In 1994 personal watercraft were all the rage and the industry was growing at an unprecedented rate among recreational products. The Sea-Doo brand continued to strengthen its new found leadership position with product innovation and aggressive marketing of this relatively new sport. Performance was at the forefront of product innovation while the cottagers and all around watersports enthusiasts found a new found freedom and the brands new tagline “Everybody’s Doing It!” held true.

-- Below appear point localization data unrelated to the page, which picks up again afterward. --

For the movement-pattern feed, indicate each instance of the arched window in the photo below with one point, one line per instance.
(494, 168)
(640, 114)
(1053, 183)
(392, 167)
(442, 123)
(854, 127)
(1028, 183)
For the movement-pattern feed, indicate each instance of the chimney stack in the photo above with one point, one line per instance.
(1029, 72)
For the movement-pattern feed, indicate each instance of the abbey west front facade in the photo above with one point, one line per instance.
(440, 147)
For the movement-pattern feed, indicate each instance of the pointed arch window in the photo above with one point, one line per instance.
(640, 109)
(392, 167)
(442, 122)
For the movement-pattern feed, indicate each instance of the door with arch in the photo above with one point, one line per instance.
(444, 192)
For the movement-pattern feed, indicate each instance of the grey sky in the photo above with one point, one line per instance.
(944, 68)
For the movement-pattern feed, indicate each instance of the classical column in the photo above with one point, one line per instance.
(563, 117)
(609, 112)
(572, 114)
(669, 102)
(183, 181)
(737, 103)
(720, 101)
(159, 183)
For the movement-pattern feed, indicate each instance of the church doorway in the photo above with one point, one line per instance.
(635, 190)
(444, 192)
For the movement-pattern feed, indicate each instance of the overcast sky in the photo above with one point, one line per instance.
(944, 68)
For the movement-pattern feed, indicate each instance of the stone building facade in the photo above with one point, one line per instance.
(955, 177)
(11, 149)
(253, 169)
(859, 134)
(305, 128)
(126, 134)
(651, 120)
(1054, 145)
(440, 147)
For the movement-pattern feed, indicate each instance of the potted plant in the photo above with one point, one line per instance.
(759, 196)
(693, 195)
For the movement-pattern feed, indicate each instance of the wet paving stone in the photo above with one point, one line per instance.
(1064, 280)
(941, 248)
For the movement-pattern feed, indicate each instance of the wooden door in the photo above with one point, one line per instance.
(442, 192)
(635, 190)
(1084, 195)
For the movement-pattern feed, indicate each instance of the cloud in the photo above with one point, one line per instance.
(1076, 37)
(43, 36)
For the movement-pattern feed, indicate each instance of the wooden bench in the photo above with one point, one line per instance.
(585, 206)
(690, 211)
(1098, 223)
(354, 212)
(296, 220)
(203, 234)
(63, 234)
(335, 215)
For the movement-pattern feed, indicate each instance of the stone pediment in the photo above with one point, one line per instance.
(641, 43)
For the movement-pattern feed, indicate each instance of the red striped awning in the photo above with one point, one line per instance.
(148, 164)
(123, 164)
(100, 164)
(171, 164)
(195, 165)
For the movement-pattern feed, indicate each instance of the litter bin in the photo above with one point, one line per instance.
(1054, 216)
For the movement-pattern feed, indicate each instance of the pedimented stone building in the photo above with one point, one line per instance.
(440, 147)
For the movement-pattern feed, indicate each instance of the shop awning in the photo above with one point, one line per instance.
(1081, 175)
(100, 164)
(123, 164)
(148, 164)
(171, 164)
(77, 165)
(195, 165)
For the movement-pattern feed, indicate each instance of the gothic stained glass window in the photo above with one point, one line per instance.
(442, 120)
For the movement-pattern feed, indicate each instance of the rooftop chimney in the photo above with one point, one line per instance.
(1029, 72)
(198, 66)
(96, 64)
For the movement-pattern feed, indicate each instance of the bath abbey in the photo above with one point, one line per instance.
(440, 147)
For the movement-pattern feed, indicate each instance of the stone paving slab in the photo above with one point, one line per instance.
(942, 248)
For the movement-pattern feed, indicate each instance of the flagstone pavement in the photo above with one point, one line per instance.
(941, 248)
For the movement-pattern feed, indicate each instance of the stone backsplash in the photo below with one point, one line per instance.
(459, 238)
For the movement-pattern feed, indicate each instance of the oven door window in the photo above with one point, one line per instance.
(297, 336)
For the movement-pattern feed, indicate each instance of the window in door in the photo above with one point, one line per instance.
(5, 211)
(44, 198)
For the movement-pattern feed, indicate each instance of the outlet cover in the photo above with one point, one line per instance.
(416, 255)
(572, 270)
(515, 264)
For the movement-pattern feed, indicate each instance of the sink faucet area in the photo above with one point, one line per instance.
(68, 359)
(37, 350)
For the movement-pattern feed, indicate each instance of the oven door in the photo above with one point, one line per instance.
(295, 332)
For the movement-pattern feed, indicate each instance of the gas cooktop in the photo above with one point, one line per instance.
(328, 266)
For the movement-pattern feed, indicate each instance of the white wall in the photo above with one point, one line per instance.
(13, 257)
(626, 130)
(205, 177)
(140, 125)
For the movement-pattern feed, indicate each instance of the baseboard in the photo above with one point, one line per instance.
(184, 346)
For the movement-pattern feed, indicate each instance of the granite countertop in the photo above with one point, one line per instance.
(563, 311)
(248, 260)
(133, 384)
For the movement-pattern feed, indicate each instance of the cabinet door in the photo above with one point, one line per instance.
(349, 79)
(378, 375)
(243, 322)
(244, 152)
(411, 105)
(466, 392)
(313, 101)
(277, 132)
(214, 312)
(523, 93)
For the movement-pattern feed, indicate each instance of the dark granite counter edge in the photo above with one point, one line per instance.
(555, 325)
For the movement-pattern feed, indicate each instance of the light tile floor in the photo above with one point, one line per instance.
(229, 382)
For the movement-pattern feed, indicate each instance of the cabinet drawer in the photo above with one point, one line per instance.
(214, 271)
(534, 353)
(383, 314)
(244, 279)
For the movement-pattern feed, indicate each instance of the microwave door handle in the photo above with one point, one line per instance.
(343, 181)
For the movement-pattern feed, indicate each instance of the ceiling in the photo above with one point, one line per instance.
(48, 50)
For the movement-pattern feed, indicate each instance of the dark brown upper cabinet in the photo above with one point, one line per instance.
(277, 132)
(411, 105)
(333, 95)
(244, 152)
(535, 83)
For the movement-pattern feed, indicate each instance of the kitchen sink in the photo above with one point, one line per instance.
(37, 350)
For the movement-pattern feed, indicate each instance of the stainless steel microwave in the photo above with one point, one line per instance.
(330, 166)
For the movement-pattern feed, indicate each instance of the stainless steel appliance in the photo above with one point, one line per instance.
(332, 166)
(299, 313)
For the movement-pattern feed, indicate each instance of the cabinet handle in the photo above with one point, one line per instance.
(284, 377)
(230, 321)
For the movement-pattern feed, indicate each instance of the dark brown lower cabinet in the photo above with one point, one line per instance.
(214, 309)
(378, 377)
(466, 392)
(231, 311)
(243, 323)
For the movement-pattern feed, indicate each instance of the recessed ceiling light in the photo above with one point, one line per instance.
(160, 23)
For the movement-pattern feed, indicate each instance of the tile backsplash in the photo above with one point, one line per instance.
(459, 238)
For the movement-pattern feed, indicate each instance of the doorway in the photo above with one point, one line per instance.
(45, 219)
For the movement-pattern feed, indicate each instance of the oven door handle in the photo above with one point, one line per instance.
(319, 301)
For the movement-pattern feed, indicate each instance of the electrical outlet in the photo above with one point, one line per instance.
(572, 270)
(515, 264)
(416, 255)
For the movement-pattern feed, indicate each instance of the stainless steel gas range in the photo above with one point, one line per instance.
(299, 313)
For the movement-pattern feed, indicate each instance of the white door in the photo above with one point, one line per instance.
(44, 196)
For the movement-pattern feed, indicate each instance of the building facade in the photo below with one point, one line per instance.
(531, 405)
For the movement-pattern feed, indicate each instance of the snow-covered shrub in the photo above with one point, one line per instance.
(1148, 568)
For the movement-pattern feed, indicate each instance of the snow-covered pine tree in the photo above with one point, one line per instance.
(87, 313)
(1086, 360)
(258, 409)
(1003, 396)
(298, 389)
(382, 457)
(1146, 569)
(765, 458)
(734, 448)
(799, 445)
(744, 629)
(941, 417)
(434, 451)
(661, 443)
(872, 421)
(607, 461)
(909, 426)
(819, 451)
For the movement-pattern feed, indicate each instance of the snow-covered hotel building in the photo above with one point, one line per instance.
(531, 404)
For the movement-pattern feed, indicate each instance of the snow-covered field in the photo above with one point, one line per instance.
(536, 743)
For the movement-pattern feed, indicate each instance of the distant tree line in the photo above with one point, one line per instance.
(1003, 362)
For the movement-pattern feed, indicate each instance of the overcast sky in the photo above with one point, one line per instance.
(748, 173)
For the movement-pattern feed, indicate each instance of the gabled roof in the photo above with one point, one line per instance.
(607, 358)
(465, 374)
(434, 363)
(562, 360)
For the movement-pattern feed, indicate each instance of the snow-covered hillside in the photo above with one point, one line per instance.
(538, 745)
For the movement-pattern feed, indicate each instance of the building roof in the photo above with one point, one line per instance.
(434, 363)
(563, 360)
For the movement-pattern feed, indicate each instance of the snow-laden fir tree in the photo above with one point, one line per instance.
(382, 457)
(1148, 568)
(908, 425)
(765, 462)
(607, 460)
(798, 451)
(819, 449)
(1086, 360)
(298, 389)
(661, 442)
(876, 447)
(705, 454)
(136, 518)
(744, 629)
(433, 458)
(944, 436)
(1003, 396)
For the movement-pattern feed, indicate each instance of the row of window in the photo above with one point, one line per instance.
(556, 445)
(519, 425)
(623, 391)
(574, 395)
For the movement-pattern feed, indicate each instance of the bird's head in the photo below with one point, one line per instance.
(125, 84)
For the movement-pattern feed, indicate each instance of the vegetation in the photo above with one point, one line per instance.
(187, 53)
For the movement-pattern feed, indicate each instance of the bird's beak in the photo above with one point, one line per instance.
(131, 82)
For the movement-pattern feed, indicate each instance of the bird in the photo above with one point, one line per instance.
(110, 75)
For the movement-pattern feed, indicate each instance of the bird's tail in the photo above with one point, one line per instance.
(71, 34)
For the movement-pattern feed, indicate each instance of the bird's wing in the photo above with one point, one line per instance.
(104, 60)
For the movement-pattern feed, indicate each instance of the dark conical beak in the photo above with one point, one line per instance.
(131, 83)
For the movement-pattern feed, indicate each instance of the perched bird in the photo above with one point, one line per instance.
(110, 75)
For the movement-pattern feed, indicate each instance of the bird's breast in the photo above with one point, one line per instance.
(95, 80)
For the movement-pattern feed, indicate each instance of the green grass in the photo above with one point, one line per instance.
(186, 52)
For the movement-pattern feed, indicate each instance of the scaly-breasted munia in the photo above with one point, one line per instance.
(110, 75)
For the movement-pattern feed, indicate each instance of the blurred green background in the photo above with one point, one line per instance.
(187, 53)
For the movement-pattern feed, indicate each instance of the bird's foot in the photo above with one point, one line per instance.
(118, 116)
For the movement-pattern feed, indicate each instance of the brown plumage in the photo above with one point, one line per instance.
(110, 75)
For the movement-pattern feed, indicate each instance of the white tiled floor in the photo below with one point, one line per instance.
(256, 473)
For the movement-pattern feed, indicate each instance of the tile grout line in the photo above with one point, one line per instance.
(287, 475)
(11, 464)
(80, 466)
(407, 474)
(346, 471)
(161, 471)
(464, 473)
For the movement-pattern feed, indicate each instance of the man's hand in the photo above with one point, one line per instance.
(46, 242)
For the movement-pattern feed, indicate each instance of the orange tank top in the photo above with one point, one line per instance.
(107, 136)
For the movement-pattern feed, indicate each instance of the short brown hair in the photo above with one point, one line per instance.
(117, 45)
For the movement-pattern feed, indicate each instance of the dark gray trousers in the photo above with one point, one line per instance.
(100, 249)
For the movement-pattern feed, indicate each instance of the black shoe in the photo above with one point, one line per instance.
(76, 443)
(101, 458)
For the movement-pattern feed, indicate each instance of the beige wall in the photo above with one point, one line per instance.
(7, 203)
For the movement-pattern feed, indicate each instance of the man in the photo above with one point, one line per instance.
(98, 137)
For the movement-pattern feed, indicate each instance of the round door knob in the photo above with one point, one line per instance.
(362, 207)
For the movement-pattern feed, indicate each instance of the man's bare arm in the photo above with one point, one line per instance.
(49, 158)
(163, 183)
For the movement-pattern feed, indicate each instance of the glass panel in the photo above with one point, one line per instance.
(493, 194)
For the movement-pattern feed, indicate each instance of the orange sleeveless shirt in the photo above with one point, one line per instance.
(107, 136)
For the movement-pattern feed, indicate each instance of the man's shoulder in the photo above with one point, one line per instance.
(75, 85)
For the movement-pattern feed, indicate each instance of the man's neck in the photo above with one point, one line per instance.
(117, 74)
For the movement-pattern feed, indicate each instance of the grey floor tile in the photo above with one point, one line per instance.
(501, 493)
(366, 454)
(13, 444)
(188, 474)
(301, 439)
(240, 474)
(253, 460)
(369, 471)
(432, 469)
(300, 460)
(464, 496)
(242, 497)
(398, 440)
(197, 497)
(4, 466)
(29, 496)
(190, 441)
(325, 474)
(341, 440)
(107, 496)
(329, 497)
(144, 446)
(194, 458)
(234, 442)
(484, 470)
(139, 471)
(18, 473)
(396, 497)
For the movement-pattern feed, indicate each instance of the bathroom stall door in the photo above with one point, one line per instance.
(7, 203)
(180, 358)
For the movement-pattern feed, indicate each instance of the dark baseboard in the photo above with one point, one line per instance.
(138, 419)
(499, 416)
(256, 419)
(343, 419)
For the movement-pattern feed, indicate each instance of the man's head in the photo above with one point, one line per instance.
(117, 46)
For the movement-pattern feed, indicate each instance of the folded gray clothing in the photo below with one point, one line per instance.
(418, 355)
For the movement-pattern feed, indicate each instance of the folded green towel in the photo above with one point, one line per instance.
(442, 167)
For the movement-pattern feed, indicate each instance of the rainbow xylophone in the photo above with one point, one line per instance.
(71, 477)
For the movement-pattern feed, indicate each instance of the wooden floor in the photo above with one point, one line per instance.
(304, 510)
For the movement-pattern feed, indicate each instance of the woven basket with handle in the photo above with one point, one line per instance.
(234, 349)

Watercraft racing was a prime time sport on ESPN and the personalities were becoming household names as many of the stars began migrating to the runabout class as factory sponsorship and support was now in play. The first Sea-Doo factory support team riders were introduced at the Sea-Doo factory in Valcourt, QC with a dozen of the world’s top riders competing on Sea-Doo XP models. Sea-Doo riders would dominate the IJSBA National Tour that year with a major handling component being developed, the curved sponson. The curved sponson gave these higher performance watercraft better stability at speed and helped cornering ability by digging into the water. Sponsons would make their way on nearly every watercraft that followed. 1992 National Champion Bo Dupriest claiming the hotly contested Pro Runabout National title again in 1994 with a hull/sponson combination elements that would be carried over to future production models.
The 1994 Sea-Doo GTX received upgrades including the addition of the 657 cc Rotax rotary valve engine with tuned pipe and brass insert in the water jet pump, introduced in the XP the year prior. The growing popularity of the three-seater for towing led to a standard mirror being added for observing skiers.
Development of future product was intense in Valcourt and the Grant, Florida test facility with benchmark models in development as the marketing efforts reached the general population with a mass TV and radio campaign and a dealer network that now spanned North America.